In this tutorial, we will learn some R through creating stripcharts to visualise results from an RNA-seq experiment.

Stripcharts can be used to visualise the expression of genes by groups. They are used in RNA-seq analyses, for example, to check the expression of the top differentially expressed genes (or favourite genes). They enable us to see if the replicate samples within groups have similar expression values for genes and to compare expression values between groups. In RNA-seq we plot the normalised count values.

### RNA-seq dataset

We will again use the published RNA-seq data from the Nature Cell Biology paper by [Fu et al. 2015](https://www.ncbi.nlm.nih.gov/pubmed/25730472). This study examined expression in basal and luminal cells from mice at different stages (virgin, pregnant and lactating).

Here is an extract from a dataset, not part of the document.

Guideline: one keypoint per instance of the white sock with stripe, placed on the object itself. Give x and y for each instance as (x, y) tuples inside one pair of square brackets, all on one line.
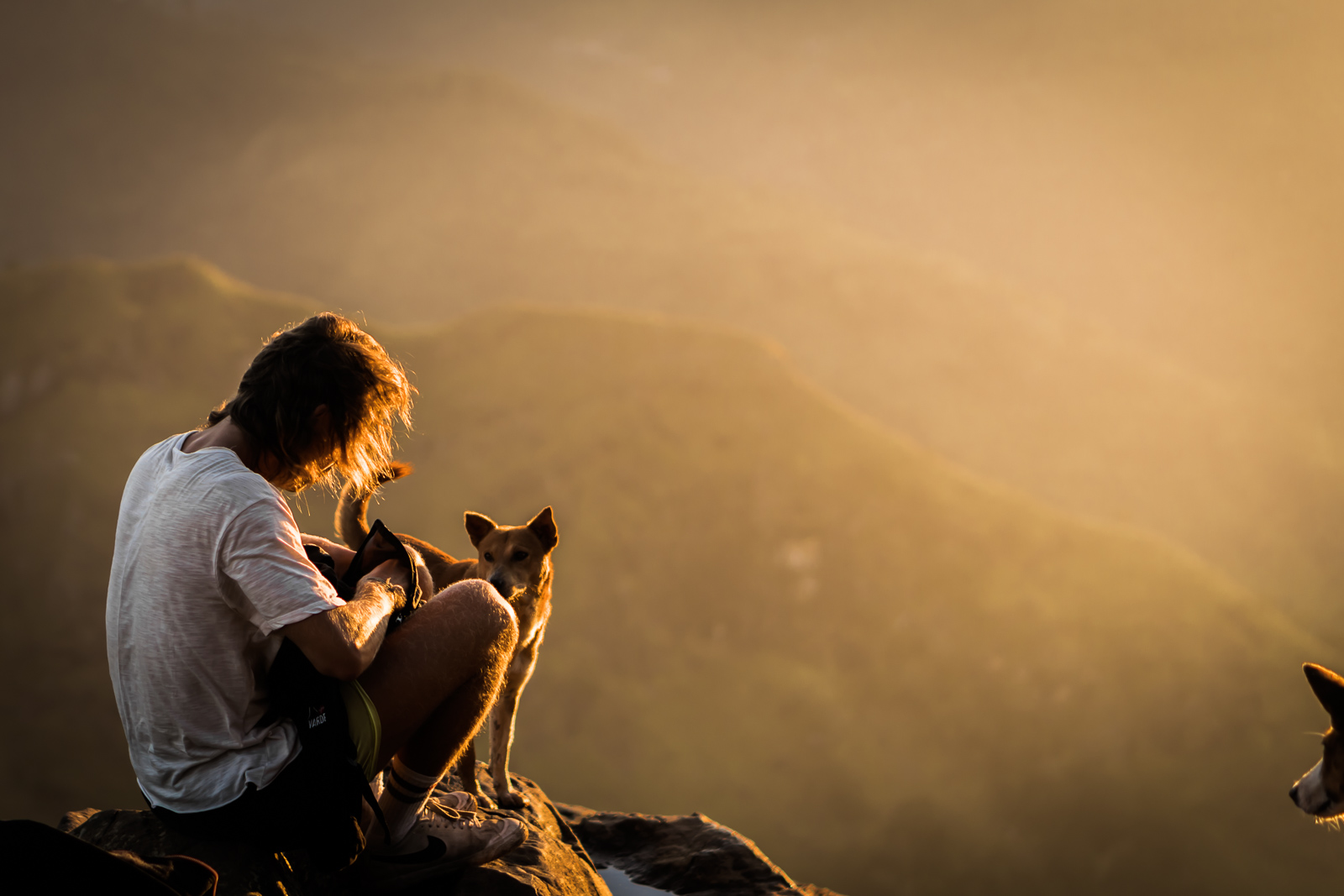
[(405, 792)]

Here we will work with the normalised counts for all 12 samples.
![](images/mouse_exp.png)

### Packages

We have already seen some **tidyverse** packages: **readr** for reading in files, **ggplot2** for plotting and **dplyr** for manipulating tables. Today we will use those packages again, aswell as another really useful tidyverse package called **tidyr** that can be used to tidy data, such as convert from wide format into long (tidy) format.


## Loading the data

First let's open a new R script. From the top menu in RStudio: `File > New File > R Script`.
Let's save it as `stripcharts.R`.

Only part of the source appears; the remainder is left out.